Abstract
(I) At present it is assumed that the digitalis glycosides mainly undergo biotransformation in the liver. However, since the metabolism of the glycosides in cases of liver damage has not yet sufficiently been studied, there remain many problems to be solved in the future.
In attempt to clarify digitalis metabolism in cholestasis, the plasma digitoxin and digoxin concentrations of dogs given with a single intravenous administration were determined by radioimmunoassay under the following four groups; (1) surgically prepared biliary ligation,(2) fistula,(3) ligation after phenobarbital pretreatment, and (4) sham-operation. The plasma digitoxin concentrations in ligated dogs were significantly higher than those with either fistula or sham-operation. But the plasma digitoxin concentrations in ligated dogs with phenobarbital pretreatment were significantly lower than those with the group (2) and (4), while plasma digoxin concentrations did not differ significantly between the four groups. After intravenous tritium digitoxin administration, both the dichloromethane-extractable radioactivity in plasma and the total radioactivities in the heart revealed significantly higer levels in ligated dogs than the other three groups. Biliary ligation resulted in marked decrease in the activities of drug metabolizing enzymes. The highly sustained plasma levels of digitoxin in ligated dogs appeared to correlate with the reduction of these enzyme activities. However, digoxin was excreted easily through the kidney despite cholestasis only if the renal function was normal.

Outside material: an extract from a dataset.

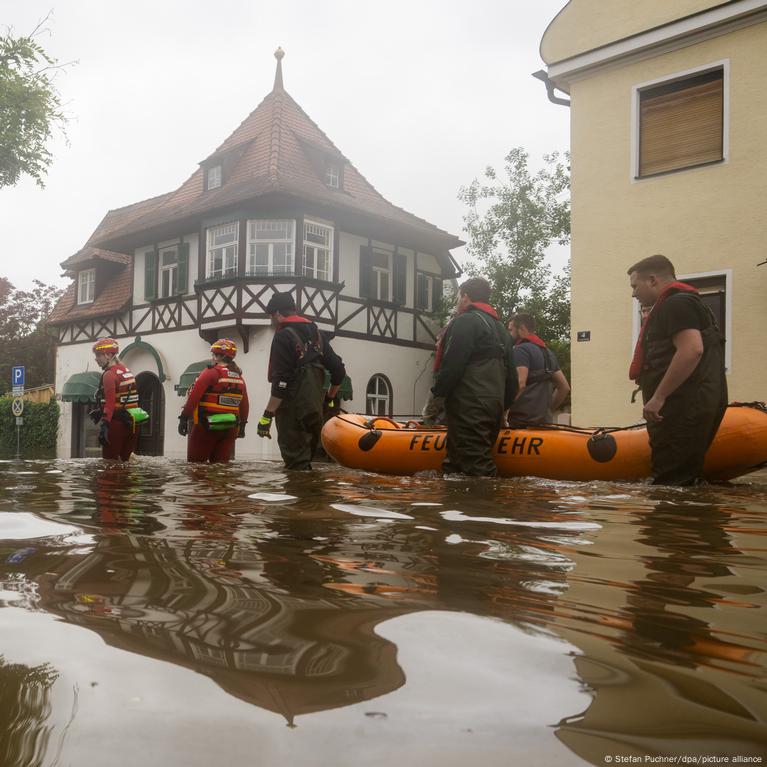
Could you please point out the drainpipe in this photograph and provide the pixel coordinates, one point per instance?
(550, 87)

These data strongly suggest that in clinical practice, digoxin should be the choice of digitalis in patients with cholestasis.

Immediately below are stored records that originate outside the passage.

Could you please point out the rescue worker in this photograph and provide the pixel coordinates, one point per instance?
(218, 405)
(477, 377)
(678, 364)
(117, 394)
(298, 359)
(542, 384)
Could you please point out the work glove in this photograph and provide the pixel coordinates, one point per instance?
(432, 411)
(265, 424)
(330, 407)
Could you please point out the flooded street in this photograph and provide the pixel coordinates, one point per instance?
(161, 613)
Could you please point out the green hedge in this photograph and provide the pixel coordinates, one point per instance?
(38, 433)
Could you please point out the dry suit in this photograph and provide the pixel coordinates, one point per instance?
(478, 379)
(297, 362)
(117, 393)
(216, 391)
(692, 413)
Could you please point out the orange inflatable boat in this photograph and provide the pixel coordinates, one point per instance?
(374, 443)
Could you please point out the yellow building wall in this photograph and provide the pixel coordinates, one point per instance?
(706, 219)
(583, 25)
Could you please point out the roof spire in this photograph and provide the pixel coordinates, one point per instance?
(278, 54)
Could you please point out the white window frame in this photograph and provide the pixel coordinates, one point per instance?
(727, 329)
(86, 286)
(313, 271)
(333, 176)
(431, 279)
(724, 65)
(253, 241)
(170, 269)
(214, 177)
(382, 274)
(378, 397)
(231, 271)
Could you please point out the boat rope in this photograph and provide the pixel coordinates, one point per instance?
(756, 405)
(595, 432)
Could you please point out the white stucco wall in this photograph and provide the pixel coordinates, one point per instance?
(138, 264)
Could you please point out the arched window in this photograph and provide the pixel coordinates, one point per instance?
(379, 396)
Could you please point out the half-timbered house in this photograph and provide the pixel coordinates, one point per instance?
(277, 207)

(II) There is disagreement among investigators concerning digitoxin metabolism and elimination in patients with impaired renal function.
In order to elucidate the influence of renal function on digitoxin metabolism, both the radioactivity of dichloromethane-extractable fraction in plasma and the total radioactivity in tissues were determined in dogs with experimental renal failure induced by either bilateral nephrectomy or ureter ligations after a single intravenous dose of tritium digitoxin.

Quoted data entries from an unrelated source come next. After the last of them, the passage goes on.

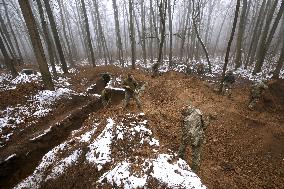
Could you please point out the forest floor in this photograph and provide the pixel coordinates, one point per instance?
(66, 138)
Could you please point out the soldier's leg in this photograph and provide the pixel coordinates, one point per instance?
(196, 153)
(137, 100)
(183, 145)
(126, 99)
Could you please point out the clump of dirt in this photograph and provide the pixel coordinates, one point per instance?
(273, 98)
(18, 95)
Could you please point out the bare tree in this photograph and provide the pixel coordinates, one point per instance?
(7, 59)
(267, 37)
(56, 36)
(92, 61)
(194, 15)
(118, 36)
(242, 26)
(229, 44)
(132, 34)
(36, 42)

The plasma dichloromethane-extractable radioactivity was remained at the higher level significantly in the nephrectomized and ureter-ligated dogs than the control, and the total radioactivity in the heart and the liver was significantly higher in the nephrectomized dogs than the control, but not significantly higher in the ureter-ligated dogs. In contrast to both the heart and the liver, the total radioactivity of the kidney was lower in the ureter-ligated dogs than the control.
Although there are some reports that the elimination of digitoxin is not significantly affected by renal impairment, since our data suggest that the kideny appeared to play a significant role in the elimination of digitoxin, caution should be used in clinical practice when digitoxin is administered to patients with impaired renal function.